Open bhancock8 opened 5 years ago

bhancock8 commented 5 years ago

spaCy is great as a preprocessor for NLP labeling functions, but there are other libraries that individuals may want to use.

Ideally, we'd like to have wrappers for other packages as well, such as Stanford CoreNLP (https://stanfordnlp.github.io/stanfordnlp/) and NLTK (https://www.nltk.org/). We can pattern match on the SpacyPreprocessor. Then ultimately, give the nlp_labeling_function decorator a keyword argument where the user can specify which preprocessor to use.

cyrilou242 commented 4 years ago

Hello, I may have a need for this in the future. I may get some time to contribute.

I am not sure of what you mean by 'pattern matching' the SpacyPreprocessor: do we want to rebuild a spacy.Doc like object, to assure some compatibility at the tf definition level?

For instance: when defining an augmentation function like this for spacy :

spacy_proc = SpacyPreprocessor()
@transformation_function(pre=[spacy_proc])
def swap_adjectives(x):
    adjective_idxs = [i for i, token in enumerate(x.doc) if token.pos_ == "ADJ"]
    ... # modify adjectives
        return x

Let's say we want to replace spacy_proc by a nltk_proc or stanfordNLP_proc.

In any case nltk does not have a pipeline concept (correct me if I'am wrong), so it would have to be specified.
On the contrary, StanfordNLP does have a pipeline, and it is different from spacy's one.

Maybe you already have thought about the design of this. If think going with option 2 would be better to avoid having to maintain 'adaptators' to spacy Doc format, but switching between nlp proc will be difficult.

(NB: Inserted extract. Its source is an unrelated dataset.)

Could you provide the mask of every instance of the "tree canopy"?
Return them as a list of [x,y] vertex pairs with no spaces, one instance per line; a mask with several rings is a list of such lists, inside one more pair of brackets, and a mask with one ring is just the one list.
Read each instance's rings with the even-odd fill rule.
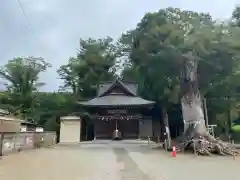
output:
[[236,7],[231,18],[217,22],[207,13],[166,8],[145,14],[118,41],[80,39],[76,56],[57,71],[63,85],[55,93],[38,92],[44,85],[39,74],[49,63],[15,58],[0,69],[7,81],[1,107],[40,124],[54,124],[59,115],[73,111],[76,100],[93,98],[100,82],[121,72],[124,80],[136,81],[141,96],[167,109],[180,101],[180,67],[187,59],[198,62],[199,88],[212,122],[224,124],[226,119],[218,122],[218,115],[235,111],[239,104],[239,14]]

I guess you would go for option 2, but I am a bit biased for option 1, because I'm building a repo of text transformation function, and being able to switch from one processors to another without breaking my tfs would be cool.

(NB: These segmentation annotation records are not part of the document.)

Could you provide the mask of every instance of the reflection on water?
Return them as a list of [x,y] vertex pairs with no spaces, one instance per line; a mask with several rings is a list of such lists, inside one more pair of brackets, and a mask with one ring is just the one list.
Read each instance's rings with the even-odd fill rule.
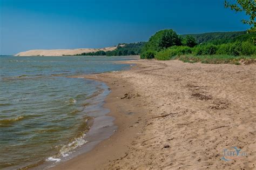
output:
[[129,65],[112,62],[130,59],[0,57],[0,168],[55,160],[85,144],[87,114],[106,87],[65,76],[120,70]]

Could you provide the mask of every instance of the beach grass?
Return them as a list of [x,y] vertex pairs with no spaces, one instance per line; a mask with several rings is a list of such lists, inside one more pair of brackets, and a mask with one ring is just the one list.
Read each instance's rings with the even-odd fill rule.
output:
[[227,55],[185,55],[172,57],[170,59],[178,59],[185,63],[201,63],[203,64],[233,64],[240,65],[248,64],[255,62],[256,55],[231,56]]

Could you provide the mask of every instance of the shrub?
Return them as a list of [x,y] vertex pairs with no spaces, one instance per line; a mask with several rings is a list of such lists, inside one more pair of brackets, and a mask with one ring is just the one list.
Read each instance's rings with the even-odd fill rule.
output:
[[[150,37],[142,48],[142,54],[145,54],[148,51],[159,52],[170,46],[181,45],[181,38],[174,31],[171,29],[161,30]],[[141,55],[142,57],[143,56]]]
[[251,56],[256,53],[256,46],[248,42],[242,42],[241,44],[242,55]]
[[193,47],[197,45],[197,43],[196,38],[193,36],[187,35],[184,40],[183,44],[191,47]]
[[242,51],[241,45],[241,43],[239,42],[235,42],[234,43],[231,44],[228,54],[235,56],[241,55]]
[[231,43],[223,44],[218,45],[216,53],[218,55],[229,54],[230,46]]
[[186,46],[174,46],[163,50],[156,54],[155,58],[158,60],[166,60],[172,57],[188,55],[192,53],[191,47]]
[[217,46],[212,44],[208,44],[203,48],[204,55],[213,55],[216,53],[217,51]]
[[152,59],[154,58],[155,52],[153,51],[146,51],[140,54],[141,59]]

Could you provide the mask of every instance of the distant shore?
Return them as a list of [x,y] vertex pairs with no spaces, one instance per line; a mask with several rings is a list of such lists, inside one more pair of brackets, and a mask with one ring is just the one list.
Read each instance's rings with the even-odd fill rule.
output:
[[32,50],[19,52],[15,56],[73,56],[83,53],[94,52],[99,51],[109,51],[116,50],[117,46],[100,49],[76,49],[55,50]]
[[[104,107],[117,131],[52,169],[255,168],[255,65],[125,63],[136,65],[83,76],[111,89]],[[232,147],[247,157],[225,157]]]

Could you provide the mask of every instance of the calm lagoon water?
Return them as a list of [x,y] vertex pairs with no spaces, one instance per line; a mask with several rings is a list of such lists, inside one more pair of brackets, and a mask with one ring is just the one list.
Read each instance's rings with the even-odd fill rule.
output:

Let me know if there are any other important points to consider.

EDITED: I mistakenly switched option 1 and option 2 at the end of the last paragraph.

bhancock8 commented 4 years ago

Hi @cyrilou242, thanks for your post! I think you've outlined the tradeoffs well. Because each preprocessor produces potentially different fields, and even fields with the same high-level "type" (such as NER tags) can have different cardinalities and definitions for each tag between processors, I think option 2 is the safer choice, where in your function you'll need to use the field names specific to the preprocessor that you chose, and we assume that you've done your homework to understand what that field means.

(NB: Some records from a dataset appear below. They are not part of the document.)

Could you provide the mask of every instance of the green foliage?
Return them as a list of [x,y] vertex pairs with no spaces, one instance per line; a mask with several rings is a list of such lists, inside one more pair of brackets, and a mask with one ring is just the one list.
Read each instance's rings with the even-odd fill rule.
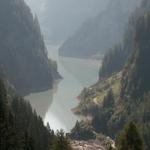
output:
[[144,150],[143,139],[133,122],[130,122],[116,139],[117,150]]
[[63,130],[57,131],[51,147],[52,150],[71,150],[69,139]]
[[52,87],[58,77],[49,61],[37,17],[24,0],[0,0],[0,66],[19,95]]
[[102,66],[99,72],[99,78],[103,79],[111,76],[113,73],[122,69],[126,60],[125,52],[121,45],[116,45],[110,49],[106,54],[102,62]]
[[95,139],[95,134],[88,122],[77,121],[75,127],[71,130],[70,137],[74,140],[89,140]]
[[45,127],[29,102],[20,97],[8,101],[7,97],[0,79],[1,150],[71,150],[64,132],[55,135],[49,124]]

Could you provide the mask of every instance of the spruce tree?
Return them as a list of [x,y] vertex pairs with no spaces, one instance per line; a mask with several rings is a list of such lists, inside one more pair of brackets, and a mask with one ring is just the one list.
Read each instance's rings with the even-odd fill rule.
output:
[[117,150],[144,150],[143,145],[143,139],[133,122],[130,122],[116,139]]

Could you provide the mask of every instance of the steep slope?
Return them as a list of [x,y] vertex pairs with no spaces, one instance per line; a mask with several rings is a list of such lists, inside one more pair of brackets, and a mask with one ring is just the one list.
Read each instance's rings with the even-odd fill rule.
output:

If you're able to find the time to give this a shot, feel free to post intermediate thoughts here along the way so we can talk over any additional design considerations like the one you brought up; much easier to have these conversations early!

cyrilou242 commented 4 years ago

Thanks for the reply, I agree with option 2. I'll get back in some weeks, I got to dig a bit more into StanfordNLP 0.2.0 which is quite new.